The Prime Minister clearly had to be convinced about the drawbacks, but the problem is elsewhere. Dr Singh has been very poorly served by his administration, and in particular the foreign office. It is India’s ambassador to Washington and the foreign secretary who should have flagged the problems, instead of placing their personal reputations above the common interest. Professionals lulled the Prime Minister, which is why the concerns took so long to reach him. We do not yet know what objections he has raised, but the need for vigilance has increased.
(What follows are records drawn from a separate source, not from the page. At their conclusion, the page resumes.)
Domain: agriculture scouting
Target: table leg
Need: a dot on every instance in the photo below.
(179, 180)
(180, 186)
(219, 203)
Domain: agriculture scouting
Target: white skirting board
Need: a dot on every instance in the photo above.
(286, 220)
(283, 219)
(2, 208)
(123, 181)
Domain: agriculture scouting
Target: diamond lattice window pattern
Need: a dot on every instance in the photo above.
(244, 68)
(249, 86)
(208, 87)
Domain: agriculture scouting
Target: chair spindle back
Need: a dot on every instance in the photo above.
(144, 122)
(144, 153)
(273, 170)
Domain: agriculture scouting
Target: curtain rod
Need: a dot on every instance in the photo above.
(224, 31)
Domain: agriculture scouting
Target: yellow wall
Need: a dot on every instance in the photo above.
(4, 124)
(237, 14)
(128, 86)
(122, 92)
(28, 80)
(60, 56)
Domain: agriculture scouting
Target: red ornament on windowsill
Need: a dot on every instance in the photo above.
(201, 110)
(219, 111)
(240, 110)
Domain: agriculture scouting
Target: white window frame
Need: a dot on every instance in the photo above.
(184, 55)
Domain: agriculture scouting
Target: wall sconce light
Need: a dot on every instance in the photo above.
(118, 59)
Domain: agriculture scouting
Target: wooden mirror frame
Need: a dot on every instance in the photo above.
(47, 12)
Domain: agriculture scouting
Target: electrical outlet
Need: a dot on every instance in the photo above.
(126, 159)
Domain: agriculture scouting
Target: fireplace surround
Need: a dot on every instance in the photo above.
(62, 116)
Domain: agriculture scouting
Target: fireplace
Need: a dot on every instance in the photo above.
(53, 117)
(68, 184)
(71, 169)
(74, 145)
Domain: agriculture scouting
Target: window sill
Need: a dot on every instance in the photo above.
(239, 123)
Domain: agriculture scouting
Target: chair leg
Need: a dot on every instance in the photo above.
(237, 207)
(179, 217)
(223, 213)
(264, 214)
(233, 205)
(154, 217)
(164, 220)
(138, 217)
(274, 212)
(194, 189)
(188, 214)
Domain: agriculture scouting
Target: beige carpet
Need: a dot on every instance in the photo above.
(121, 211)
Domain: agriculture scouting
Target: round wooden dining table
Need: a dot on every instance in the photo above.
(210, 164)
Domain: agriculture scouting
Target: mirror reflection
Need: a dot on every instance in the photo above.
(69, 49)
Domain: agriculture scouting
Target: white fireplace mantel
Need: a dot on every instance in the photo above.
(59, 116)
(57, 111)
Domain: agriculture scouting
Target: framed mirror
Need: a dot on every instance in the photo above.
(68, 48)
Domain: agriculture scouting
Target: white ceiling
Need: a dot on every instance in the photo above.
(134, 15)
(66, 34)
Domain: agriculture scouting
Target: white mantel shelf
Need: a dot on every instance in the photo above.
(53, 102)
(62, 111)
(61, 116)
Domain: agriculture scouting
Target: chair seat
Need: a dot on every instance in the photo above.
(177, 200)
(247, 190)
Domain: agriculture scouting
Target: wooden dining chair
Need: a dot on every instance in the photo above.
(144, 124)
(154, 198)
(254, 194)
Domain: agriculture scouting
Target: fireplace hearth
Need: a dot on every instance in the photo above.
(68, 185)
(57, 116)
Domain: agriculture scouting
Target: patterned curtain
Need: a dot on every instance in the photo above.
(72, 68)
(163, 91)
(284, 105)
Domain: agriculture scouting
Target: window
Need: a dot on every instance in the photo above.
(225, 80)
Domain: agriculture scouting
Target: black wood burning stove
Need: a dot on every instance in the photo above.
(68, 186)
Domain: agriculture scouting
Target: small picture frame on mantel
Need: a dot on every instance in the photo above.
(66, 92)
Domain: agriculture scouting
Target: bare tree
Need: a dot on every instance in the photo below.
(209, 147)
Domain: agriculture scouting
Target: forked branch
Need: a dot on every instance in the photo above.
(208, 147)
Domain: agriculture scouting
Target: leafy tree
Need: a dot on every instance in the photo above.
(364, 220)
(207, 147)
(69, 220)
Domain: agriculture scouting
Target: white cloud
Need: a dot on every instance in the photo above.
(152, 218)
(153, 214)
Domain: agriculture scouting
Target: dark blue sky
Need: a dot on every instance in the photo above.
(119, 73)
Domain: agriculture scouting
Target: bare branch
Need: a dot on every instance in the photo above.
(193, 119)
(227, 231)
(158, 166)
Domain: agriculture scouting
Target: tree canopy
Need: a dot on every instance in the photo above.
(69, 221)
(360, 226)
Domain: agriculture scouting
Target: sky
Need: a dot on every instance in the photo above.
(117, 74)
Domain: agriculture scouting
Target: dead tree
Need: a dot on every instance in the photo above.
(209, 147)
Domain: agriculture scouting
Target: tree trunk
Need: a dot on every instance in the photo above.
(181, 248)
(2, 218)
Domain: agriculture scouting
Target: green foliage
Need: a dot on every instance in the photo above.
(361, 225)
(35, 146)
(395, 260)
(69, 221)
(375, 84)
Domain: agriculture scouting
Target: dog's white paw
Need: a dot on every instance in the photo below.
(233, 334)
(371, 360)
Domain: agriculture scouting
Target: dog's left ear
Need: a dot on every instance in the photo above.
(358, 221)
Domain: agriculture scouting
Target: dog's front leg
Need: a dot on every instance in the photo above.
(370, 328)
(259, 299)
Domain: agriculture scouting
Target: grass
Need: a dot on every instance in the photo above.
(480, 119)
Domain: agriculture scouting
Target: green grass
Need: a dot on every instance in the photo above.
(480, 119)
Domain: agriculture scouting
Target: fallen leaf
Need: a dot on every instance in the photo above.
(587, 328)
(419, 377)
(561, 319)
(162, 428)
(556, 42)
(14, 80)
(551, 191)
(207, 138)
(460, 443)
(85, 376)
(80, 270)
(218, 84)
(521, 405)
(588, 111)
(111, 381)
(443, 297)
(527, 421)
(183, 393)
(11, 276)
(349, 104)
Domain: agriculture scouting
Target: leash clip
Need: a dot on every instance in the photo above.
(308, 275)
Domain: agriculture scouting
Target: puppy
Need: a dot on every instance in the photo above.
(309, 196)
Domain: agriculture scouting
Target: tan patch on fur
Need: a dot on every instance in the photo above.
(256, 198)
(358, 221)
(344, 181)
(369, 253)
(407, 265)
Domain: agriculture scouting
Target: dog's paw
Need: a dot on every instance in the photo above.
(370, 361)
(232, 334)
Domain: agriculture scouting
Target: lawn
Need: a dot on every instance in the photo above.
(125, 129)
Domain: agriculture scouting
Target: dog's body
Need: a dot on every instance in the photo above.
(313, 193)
The nuclear deal is the key element of a foreign policy that is drifting in the shallows. The government has lost the plot on economic policy and domestic security as well, as is apparent from any day’s headlines. The Natwar Singh episode indicates that the government even tends to lose its balance. After months of completely disproportionate harassment in the name of investigation, and more than one jolly trip abroad, the authorities have found nothing. It is probable that the Pathak enquiry commission will exonerate both Mr Singh and his son very soon. The Prime Minister still cannot find a replacement for a foreign minister who could hold his own, and has no response to faintly-disguised taunts from Islamabad on the subject.
What should a government do when it has lost its way? Actually, the simplest solution is to stand still and ask for directions, but governments are terrified that they might be caught doing the obvious thing. Complication is more their style.
A reshuffle is not the recipe. The UPA government has to reinvent itself. Two years in power have separated the theoretical from the possible, and the possible from the practical. The basic doctrine of the Manmohan Singh government is a common minimum programme full of good intentions that no one quite knew how to put into practice. The Prime Minister needs to reinvent the route map. We all want economic growth with a human face, as it was quaintly called. But more attention should have been paid to the contours of the human face. Words are used at the highest levels of government, with no effort to flesh them out. You get the sense that the partners in this coalition do not have a common agenda, but a dozen private ones — including saving up for that very rainy day called a sudden general election.
The politics of options has begun two years before it should.